We wanted to see if we could get back using only the trail systems and with the exception of a few miles, this was accomplished. We truly enjoyed this day of biking in the “Big Cities” and look forward to our next adventure here.


Saturday, August 3, 2013

Bucksnort Dam

Bucksnort Loop: 55.09 miles
TANDEM Pedal Time: 4 hours 30 minutes, average speed 12.2
2940 feet of climb!

Bike riding was the only thing on our “to do” list today. We planned a route from home to Lanesboro to pick up the Root River Trail towards Fountain where we planned on biking the scenic back roads to Chatfield. We were unsure of the quality of Keeper, Kindred and Juniper roads so we stopped at the grocery store in Fountain to ask for advice. The butcher here was very friendly and even though he was busy, he took the time to advise us to stay clear of Hwy 52 and the three unknown roads which were gravel. He suggested we take Fillmore County Roads 8 to 11 for a valley view route to Chatfield. We took the butcher’s advice but instead of heading to Chatfield, we found ourselves in Bucksnort. The only structure left in this town was a dam. We stopped here to rest before tackling the climb necessary to put Bucksnort behind us.


We were now rested and ready to climb. We powered up one hill after another until we came to the quiet village of Pilot Mound. What beautiful surroundings. High on a hill we saw an American flag waving at us and welcoming us to town. This sure would be a nice place for a beverage stop but the only thing left in town was a forgotten rock sculpture that once clearly displayed the name of the village but has now eroded away and only a few letters were legible.


Back in our neighborhood, we began to see familiar sights. The round barn is our sign that this journey would soon be ending. Our exploration today led to a new route for us to enjoy. We did not make it to Chatfield today, but Bucksnort was a worthy substitute.

Friday, August 2, 2013

Paddle & Pedal Winona, MN

Lake Winona Paddle and LaCanne Park to Prairie Island Pedal: 10.36 miles
TRIKE Pedal Time: 1 hour 8 minutes, average speed 9.1

Our trip to Winona was full of adventure. We started out with family visits in the morning and then kayaked Lake Winona in the afternoon before getting ready to meet up with good friends, Tim & Deneice, for supper.

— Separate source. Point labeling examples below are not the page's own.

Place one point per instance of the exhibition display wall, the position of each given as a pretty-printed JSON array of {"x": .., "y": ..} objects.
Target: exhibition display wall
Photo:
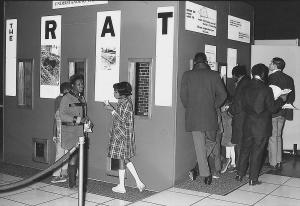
[{"x": 114, "y": 41}]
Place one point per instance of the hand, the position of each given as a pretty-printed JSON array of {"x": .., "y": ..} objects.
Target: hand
[
  {"x": 283, "y": 97},
  {"x": 224, "y": 108},
  {"x": 84, "y": 120},
  {"x": 56, "y": 139},
  {"x": 108, "y": 107}
]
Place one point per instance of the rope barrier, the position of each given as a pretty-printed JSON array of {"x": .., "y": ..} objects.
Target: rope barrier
[{"x": 21, "y": 183}]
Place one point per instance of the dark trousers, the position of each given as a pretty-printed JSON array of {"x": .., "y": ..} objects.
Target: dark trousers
[
  {"x": 72, "y": 169},
  {"x": 251, "y": 152}
]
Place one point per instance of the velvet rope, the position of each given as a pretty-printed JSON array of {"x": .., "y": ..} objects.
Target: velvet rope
[{"x": 24, "y": 182}]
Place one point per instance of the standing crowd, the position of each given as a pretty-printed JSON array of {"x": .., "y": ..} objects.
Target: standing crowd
[
  {"x": 246, "y": 124},
  {"x": 71, "y": 122}
]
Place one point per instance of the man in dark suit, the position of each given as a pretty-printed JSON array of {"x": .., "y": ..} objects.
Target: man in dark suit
[
  {"x": 258, "y": 104},
  {"x": 202, "y": 92},
  {"x": 239, "y": 74},
  {"x": 283, "y": 81}
]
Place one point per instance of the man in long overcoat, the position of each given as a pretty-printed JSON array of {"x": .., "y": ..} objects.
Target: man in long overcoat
[{"x": 202, "y": 92}]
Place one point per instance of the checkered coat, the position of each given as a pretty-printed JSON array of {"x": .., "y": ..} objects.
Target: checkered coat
[{"x": 122, "y": 139}]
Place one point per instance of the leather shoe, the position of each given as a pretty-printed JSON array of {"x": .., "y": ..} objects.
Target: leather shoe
[
  {"x": 208, "y": 180},
  {"x": 192, "y": 175},
  {"x": 279, "y": 166},
  {"x": 254, "y": 182},
  {"x": 239, "y": 178}
]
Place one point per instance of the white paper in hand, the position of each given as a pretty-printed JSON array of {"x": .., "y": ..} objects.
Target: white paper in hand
[
  {"x": 289, "y": 106},
  {"x": 277, "y": 91}
]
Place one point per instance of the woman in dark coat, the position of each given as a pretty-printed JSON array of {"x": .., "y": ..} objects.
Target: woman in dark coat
[
  {"x": 122, "y": 138},
  {"x": 258, "y": 104}
]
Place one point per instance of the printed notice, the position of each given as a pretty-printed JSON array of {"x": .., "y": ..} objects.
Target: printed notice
[
  {"x": 200, "y": 19},
  {"x": 231, "y": 61},
  {"x": 238, "y": 29},
  {"x": 211, "y": 53}
]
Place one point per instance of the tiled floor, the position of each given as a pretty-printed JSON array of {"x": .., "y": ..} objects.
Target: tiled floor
[{"x": 275, "y": 190}]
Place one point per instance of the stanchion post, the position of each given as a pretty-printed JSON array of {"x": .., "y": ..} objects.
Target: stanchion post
[{"x": 81, "y": 159}]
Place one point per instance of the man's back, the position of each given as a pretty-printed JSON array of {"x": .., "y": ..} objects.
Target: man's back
[
  {"x": 202, "y": 91},
  {"x": 258, "y": 104}
]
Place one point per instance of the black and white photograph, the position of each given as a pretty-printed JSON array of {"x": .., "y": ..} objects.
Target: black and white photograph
[{"x": 150, "y": 103}]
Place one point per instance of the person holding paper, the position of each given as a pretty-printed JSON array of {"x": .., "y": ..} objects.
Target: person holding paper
[
  {"x": 239, "y": 74},
  {"x": 258, "y": 104},
  {"x": 122, "y": 136},
  {"x": 278, "y": 79}
]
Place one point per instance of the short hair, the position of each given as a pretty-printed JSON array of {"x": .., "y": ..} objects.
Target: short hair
[
  {"x": 123, "y": 88},
  {"x": 75, "y": 77},
  {"x": 239, "y": 71},
  {"x": 64, "y": 86},
  {"x": 280, "y": 63},
  {"x": 200, "y": 57},
  {"x": 260, "y": 70}
]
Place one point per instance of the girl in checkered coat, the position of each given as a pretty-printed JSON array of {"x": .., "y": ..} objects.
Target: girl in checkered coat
[{"x": 122, "y": 139}]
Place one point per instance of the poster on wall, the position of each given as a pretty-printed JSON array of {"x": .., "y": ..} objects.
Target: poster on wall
[
  {"x": 200, "y": 19},
  {"x": 211, "y": 54},
  {"x": 231, "y": 61},
  {"x": 50, "y": 62},
  {"x": 107, "y": 54},
  {"x": 11, "y": 57},
  {"x": 238, "y": 29},
  {"x": 68, "y": 4},
  {"x": 164, "y": 56}
]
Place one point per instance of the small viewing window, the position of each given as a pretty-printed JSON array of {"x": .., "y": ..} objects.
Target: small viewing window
[
  {"x": 78, "y": 66},
  {"x": 140, "y": 71},
  {"x": 25, "y": 83}
]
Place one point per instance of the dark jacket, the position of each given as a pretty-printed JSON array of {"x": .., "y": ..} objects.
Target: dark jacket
[
  {"x": 202, "y": 92},
  {"x": 71, "y": 106},
  {"x": 258, "y": 104},
  {"x": 283, "y": 81},
  {"x": 238, "y": 115}
]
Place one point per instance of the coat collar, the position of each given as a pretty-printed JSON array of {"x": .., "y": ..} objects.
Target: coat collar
[{"x": 201, "y": 66}]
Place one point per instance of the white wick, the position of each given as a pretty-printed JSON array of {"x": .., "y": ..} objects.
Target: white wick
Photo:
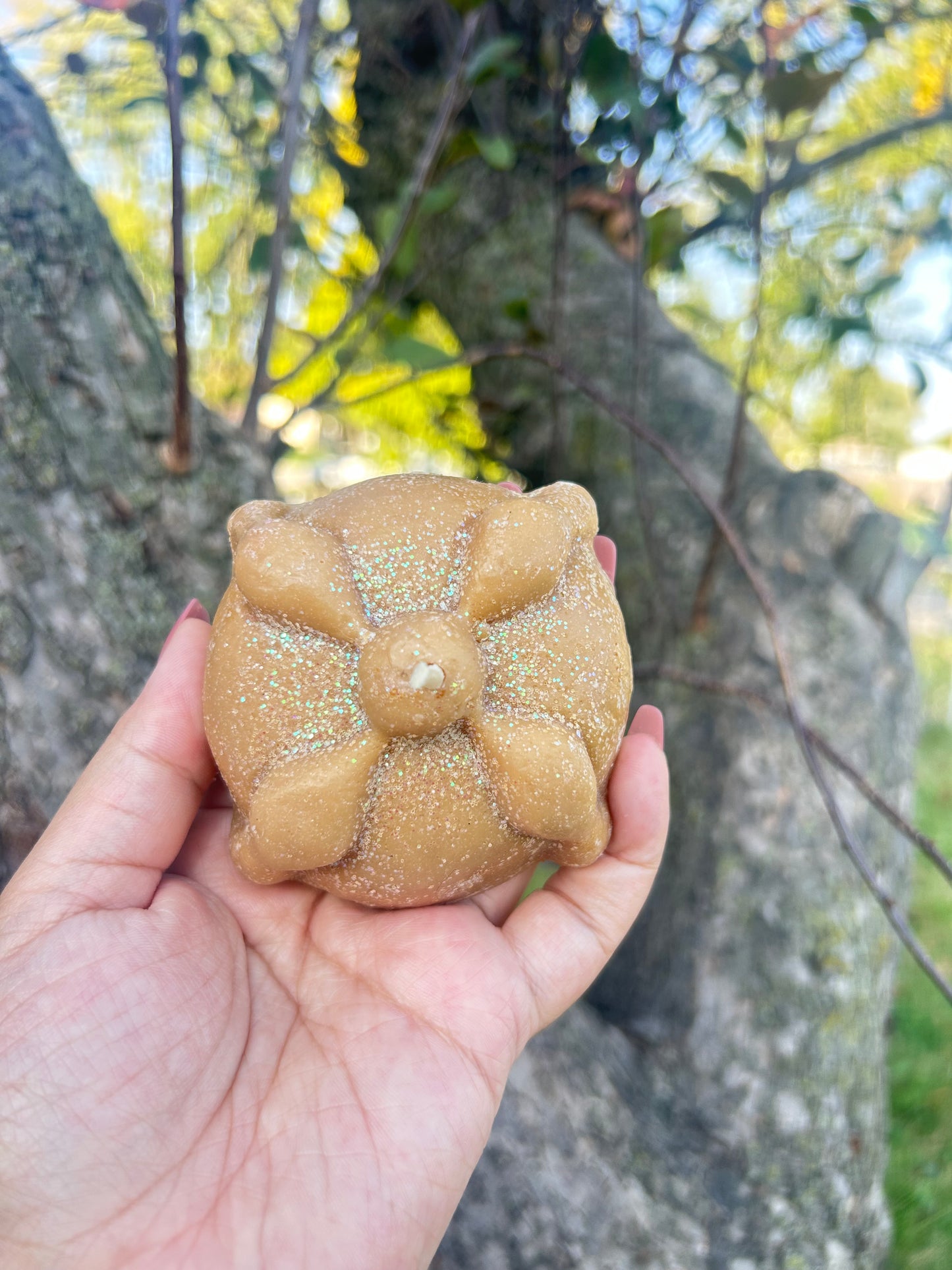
[{"x": 427, "y": 676}]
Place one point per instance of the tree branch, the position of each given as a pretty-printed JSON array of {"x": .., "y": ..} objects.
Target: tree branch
[
  {"x": 300, "y": 57},
  {"x": 423, "y": 173},
  {"x": 764, "y": 596},
  {"x": 178, "y": 452},
  {"x": 735, "y": 459},
  {"x": 800, "y": 172},
  {"x": 704, "y": 683}
]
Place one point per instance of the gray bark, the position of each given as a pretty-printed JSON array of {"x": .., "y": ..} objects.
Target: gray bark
[
  {"x": 719, "y": 1099},
  {"x": 99, "y": 548}
]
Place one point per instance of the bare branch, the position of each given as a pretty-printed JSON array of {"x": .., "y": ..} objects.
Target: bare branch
[
  {"x": 735, "y": 459},
  {"x": 764, "y": 596},
  {"x": 560, "y": 243},
  {"x": 798, "y": 172},
  {"x": 704, "y": 683},
  {"x": 178, "y": 453},
  {"x": 423, "y": 173},
  {"x": 300, "y": 59}
]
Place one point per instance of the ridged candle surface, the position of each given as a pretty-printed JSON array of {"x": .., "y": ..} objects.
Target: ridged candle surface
[{"x": 416, "y": 687}]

Following an early supper, we all decided to continue our visit and get some exercise. Tim suggested a bike tour starting at LaCanne Park and continuing on towards Prairie Island. We passed over a wooden bridge with lots of character, then toured through Prairie Island Park and finally finished our ride with a spin though the area’s manufacturing neighborhood—a very enjoyable route.